I have a masters degree in finance and I've worked in the area of global sourcing for manufacturing for many years. I've actually traveled to China and other parts of the globe studying this very issue. It's not as simple as whether you carry a surplus or deficit in trade. The actual evidence for that is equivocal at best and it is hard to make consistent generalizations that reliably work. Look at the top net exports and import countries. It's very much a mixed bag of strong economies and weak ones. Russia, Ireland, and Italy have comparatively weak economies and yet are net exporters. China has a strong and growing economy but it's not as strong as many imagine it to be. The US is a net importer and yet it's unclear so far that this has had a meaningful detrimental effect on the US economy as a whole. (don't confuse the federal debt with net imports) There is justifiable concern about this issue but so far the actual effects seemed to be a mixed bag and dependent on the circumstances of a specific country. Surplus = Good is a simple but wrong argument.

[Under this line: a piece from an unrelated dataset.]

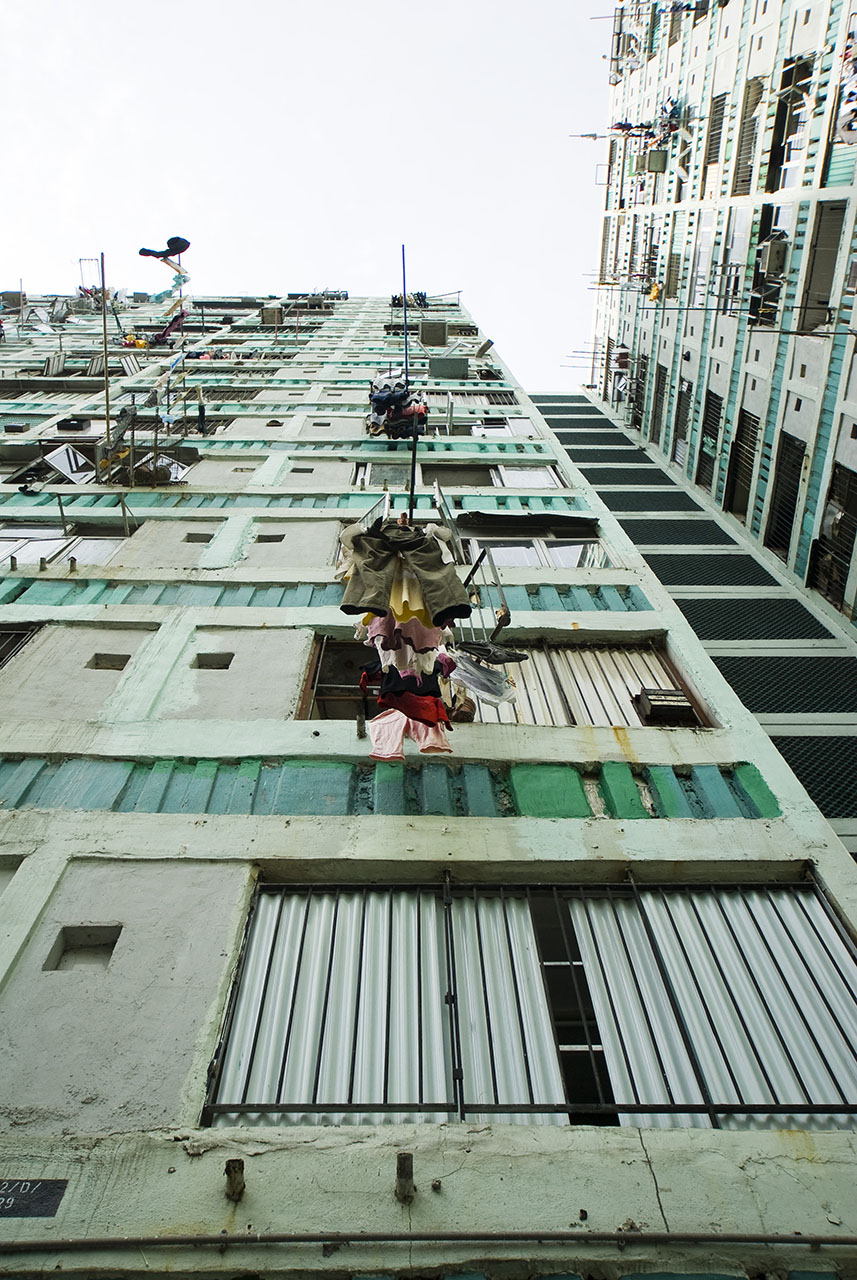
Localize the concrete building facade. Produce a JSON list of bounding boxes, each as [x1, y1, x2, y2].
[[592, 0, 857, 618], [0, 285, 857, 1280]]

I don't know if this is included in statistics that are released, but for an even better picture you should also include repatriated monies, such as profits from overseas subsidiaries coming into the country, or foreign workers sending money home to their families abroad.
You are talking about the capital account and the current account. Countries with a negative current account are by definition net importers but the evidence is not at all clear that this indicates a problem as a general proposition. Developed economies tend to run a current account deficit and money tends to flow from developed economies to developing ones but it's not clear that this is a harmful state of affairs. There are no simple sound bite sized answers here. You can have a healthy economy with a negative current account.